I can't stand it, personally.


----------



## Azbulldog (Jun 18, 2009)

Yes, sometimes, but almost everything they show is crap. Xplay is good.


----------



## Ty Vulpine (Jun 18, 2009)

I don't, since it's a premium channel here (thanks, Comcast!) and we don't subscribe to those high numbers (except a few movie channels)


----------



## Lukar (Jun 18, 2009)

I used to watch it all the time, but I rarely watch it now. Not because it's a shitty channel (Although, to be honest, I only want watch it when X-Play, AotS, and Ninja Warrior are on. Oh, and E3 every summer), but because since my cable box got taken out of my room, I only have up to channel 65 or so. :3 Thank God for the living room.


----------



## Digitalpotato (Jun 18, 2009)

Don't have it out here. Stupid Comcrap.


----------



## Randomman29 (Jun 18, 2009)

I remember when it was a video game channel.


----------



## Xenke (Jun 18, 2009)

In response to most people: Yes, I only watch XPlay, AoTS, and Ninja Warrior too.

To people with Comcast: I'm sorry. They're terrible. That's why we abandoned them (but we still need their internet -.-). If it is in your power, might I suggest Dish Network?

Lukar: Did you see the CES 2009 coverage on G4 earlier this year? I thought it was more entertaining than E3.


----------



## Lukar (Jun 18, 2009)

Xenke said:


> Lukar: Did you see the CES 2009 coverage on G4 earlier this year? I thought it was more entertaining than E3.



Nah, I never watch the CES stuff. x3 I think I did once, though.


----------



## Molotov (Jun 18, 2009)

Used to. Hell, even if they're doing the "Rewind" thing, the only show I find worth watching is

NINJA WARRIOR

take that, warped wall!! YAH


----------



## Lukar (Jun 18, 2009)

Molotov said:


> Used to. Hell, even if they're doing the "Rewind" thing, the only show I find worth watching is
> 
> NINJA WARRIOR
> 
> take that, warped wall!! YAH



Rewind? *Confused*

I really do need to watch G4 more, I suppose.


----------



## Molotov (Jun 18, 2009)

Lukar said:


> Rewind? *Confused*
> 
> I really do need to watch G4 more, I suppose.



Eh, their attempt to go back to when the channel was a game channel. If Cops and Cheaters are still in the timeline, they've failed miserably =\


----------



## Lukar (Jun 18, 2009)

Molotov said:


> Eh, their attempt to go back to when the channel was a game channel. If Cops and Cheaters are still in the timeline, they've failed miserably =\



Ah. So is there a chance I may be able to watch that top 5 show they used to air? And I mean back when said show was about video games, lol.


----------



## Xenke (Jun 18, 2009)

There is still Cops and Cheaters... it forces me to watch BBC America.

And the warped wall is the best (that's why they never get rid of it!).

Did you see the Ninja Warrior with the transvestite? Creeeepy...

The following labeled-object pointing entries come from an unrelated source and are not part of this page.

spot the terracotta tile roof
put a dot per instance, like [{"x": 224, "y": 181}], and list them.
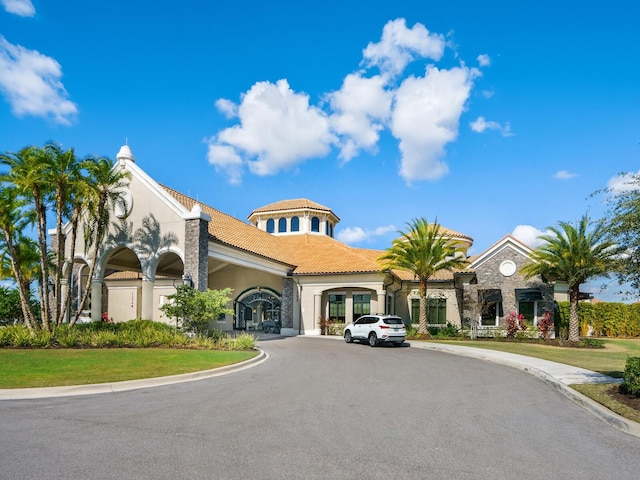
[
  {"x": 316, "y": 254},
  {"x": 235, "y": 233},
  {"x": 440, "y": 275},
  {"x": 124, "y": 275},
  {"x": 295, "y": 204},
  {"x": 308, "y": 253}
]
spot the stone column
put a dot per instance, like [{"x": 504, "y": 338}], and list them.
[
  {"x": 317, "y": 313},
  {"x": 146, "y": 312},
  {"x": 64, "y": 288},
  {"x": 382, "y": 302},
  {"x": 286, "y": 307},
  {"x": 96, "y": 300},
  {"x": 196, "y": 247}
]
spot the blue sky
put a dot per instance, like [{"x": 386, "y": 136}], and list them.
[{"x": 494, "y": 117}]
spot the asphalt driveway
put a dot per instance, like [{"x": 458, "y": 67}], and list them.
[{"x": 319, "y": 408}]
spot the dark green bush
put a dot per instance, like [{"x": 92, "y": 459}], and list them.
[
  {"x": 604, "y": 319},
  {"x": 631, "y": 384},
  {"x": 447, "y": 331},
  {"x": 592, "y": 342},
  {"x": 133, "y": 334}
]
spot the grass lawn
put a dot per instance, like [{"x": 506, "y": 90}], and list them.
[
  {"x": 21, "y": 368},
  {"x": 609, "y": 360}
]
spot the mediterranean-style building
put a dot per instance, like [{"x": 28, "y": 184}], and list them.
[{"x": 283, "y": 265}]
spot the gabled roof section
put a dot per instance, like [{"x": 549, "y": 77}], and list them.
[
  {"x": 507, "y": 241},
  {"x": 236, "y": 233}
]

((BTW, NINJA WARRIOR MARATHON COMING UP!!!))


----------



## Lukar (Jun 18, 2009)

Xenke said:


> Did you see the Ninja Warrior with the transvestite? Creeeepy...
> 
> ((BTW, NINJA WARRIOR MARATHON COMING UP!!!))



Must see. :3

MUST WATCH D:


----------



## Xenke (Jun 18, 2009)

Lukar said:


> Must see. :3
> 
> MUST WATCH D:



No, scars for life. x_x

And yes, you must! (but not the one with the transvestite!)


----------



## Kangamutt (Jun 18, 2009)

Sometimes. X play is pretty good, so is ATS, Ninja Warrior is a must-see, and the old cult flicks they play a-la "Movies That Don't Suck" are great, and so is their E3 coverage. I'm just _SICK_ of the continual airings of COPS and Cheaters. Sweet black Jesus is it annoying! It'd be so much better if they took those out of the lineup; it's slowly being turned into MTV, where the only time you could see any airings of XPlay and ATS is in the wee hours of the morning.

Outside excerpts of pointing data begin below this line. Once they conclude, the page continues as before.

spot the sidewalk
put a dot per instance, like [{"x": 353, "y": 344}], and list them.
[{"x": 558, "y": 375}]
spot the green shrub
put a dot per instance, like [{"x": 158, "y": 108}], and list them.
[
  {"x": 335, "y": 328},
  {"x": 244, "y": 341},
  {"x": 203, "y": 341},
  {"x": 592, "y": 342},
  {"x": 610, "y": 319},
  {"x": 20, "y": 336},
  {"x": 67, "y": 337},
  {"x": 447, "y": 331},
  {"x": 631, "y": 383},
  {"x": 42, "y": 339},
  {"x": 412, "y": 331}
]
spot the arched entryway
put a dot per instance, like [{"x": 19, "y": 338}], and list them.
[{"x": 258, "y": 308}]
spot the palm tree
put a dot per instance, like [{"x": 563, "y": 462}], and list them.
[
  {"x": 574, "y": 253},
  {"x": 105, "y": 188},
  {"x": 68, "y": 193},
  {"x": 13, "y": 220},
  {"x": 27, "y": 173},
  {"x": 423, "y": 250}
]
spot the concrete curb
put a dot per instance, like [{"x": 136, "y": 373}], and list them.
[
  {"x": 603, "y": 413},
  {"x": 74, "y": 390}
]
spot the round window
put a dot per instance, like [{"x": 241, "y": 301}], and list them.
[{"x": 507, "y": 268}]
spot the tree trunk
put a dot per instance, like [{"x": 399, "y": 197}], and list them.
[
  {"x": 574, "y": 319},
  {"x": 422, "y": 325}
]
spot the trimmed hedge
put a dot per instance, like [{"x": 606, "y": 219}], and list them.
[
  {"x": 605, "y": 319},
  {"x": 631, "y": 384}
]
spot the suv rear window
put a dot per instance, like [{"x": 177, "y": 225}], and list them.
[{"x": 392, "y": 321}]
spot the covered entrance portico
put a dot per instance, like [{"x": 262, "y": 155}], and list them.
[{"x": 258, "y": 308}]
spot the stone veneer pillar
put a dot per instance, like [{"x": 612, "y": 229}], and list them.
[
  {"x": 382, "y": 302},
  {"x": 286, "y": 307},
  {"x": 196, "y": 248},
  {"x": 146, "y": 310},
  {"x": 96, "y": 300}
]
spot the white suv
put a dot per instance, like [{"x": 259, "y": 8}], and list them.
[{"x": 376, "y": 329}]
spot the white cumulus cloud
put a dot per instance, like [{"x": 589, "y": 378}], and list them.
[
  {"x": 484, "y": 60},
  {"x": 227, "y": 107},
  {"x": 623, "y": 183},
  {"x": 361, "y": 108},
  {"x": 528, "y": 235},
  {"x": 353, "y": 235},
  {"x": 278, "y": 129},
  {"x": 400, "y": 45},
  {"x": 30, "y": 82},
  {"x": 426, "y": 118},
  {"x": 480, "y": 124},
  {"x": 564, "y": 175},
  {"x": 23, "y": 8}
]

That being said, I liked it better when they were TechTV.


----------



## Lukar (Jun 18, 2009)

Xenke said:


> No, scars for life. x_x
> 
> And yes, you must! (but not the one with the transvestite!)



xD But it sounds interesting.


----------



## Xenke (Jun 18, 2009)

Amen, get rid of Cops and Cheaters. They just turn people-off to the channel... I don't think it fits the audience *at all*.

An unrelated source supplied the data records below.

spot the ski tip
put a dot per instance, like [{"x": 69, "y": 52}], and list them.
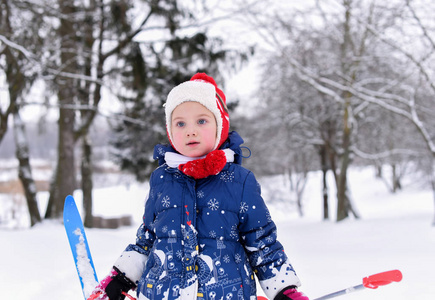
[
  {"x": 384, "y": 278},
  {"x": 68, "y": 206}
]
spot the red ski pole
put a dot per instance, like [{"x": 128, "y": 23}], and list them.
[{"x": 372, "y": 282}]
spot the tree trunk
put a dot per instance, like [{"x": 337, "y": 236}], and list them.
[
  {"x": 86, "y": 169},
  {"x": 324, "y": 162},
  {"x": 64, "y": 180},
  {"x": 25, "y": 170}
]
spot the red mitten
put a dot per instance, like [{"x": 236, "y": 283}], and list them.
[{"x": 113, "y": 287}]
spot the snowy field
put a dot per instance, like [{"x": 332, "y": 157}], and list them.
[{"x": 394, "y": 232}]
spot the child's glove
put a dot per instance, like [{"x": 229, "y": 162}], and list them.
[
  {"x": 292, "y": 294},
  {"x": 113, "y": 286}
]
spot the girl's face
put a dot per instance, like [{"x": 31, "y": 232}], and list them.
[{"x": 193, "y": 129}]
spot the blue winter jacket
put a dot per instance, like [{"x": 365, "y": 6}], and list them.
[{"x": 205, "y": 239}]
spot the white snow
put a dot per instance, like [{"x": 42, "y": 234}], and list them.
[{"x": 394, "y": 232}]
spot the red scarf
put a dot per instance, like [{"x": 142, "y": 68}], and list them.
[{"x": 212, "y": 164}]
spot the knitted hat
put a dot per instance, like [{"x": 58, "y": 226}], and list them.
[{"x": 202, "y": 89}]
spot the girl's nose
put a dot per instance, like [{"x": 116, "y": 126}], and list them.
[{"x": 191, "y": 132}]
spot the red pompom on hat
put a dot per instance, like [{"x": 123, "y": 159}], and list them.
[{"x": 203, "y": 89}]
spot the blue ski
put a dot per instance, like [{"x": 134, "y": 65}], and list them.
[{"x": 79, "y": 247}]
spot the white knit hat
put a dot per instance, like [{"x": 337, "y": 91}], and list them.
[{"x": 202, "y": 89}]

You do know they show AoTS and Xplay in the morning, evening, and late night, right? Ninja Warrior, not so much -.-


----------



## Xenke (Jun 18, 2009)

Lukar said:


> xD But it sounds interesting.



Oops! I F***ed up. I meant trassexual.

I'll give you a picture: Imagine a man with breast implants, with straight, long, black hair in a ponytail, with a masculine-ish face, and wearing a tight leather suit (that, if memory serves, showed his/her crotch bulge. I don't think he/she has done full transgender surgery, but I could be wrong).

While looking this up, I figured out her name is Hibari Igano (don't bother googling it, you get zip, except for a youtube vid with her not in the leather)


----------



## Pi (Jun 18, 2009)

i don't watch tv at all


----------



## Kuzooma1 (Jun 18, 2009)

I've stop watching G4 because got tired of it. The only good shows that on the network Xplay and Attack of The Show. Everything eles is dead to me and I don't think I the only one that feels the same way.


----------



## Takun (Jun 18, 2009)

Channel sucks.  It was dropped or moved from my Dish service.  Nothing of value was lost.


----------



## Lukar (Jun 19, 2009)

Xenke said:


> Oops! I F***ed up. I meant trassexual.
> 
> I'll give you a picture: Imagine a man with breast implants, with straight, long, black hair in a ponytail, with a masculine-ish face, and wearing a tight leather suit (that, if memory serves, showed his/her crotch bulge. I don't think he/she has done full transgender surgery, but I could be wrong).
> 
> While looking this up, I figured out her name is Hibari Igano (don't bother googling it, you get zip, except for a youtube vid with her not in the leather)



xD Sounds kewl.


----------



## Captain Howdy (Jun 19, 2009)

Naw, I don't watch it at all. Used to, but I got tired of their antics.


----------



## Azbulldog (Jun 19, 2009)

Ninja Warrior is interesting, and Japanese people are fun to watch, but to me it gets repetitive watching.
Attack of the Show can be good, but they're additional skits with tricycles and who knows what else makes me weep for the future.


----------



## Xenke (Jun 19, 2009)

Azbulldog said:


> Ninja Warrior is interesting, and Japanese people are fun to watch, but to me it gets repetitive watching.
> Attack of the Show can be good, but they're additional skits with tricycles and who knows what else makes me weep for the future.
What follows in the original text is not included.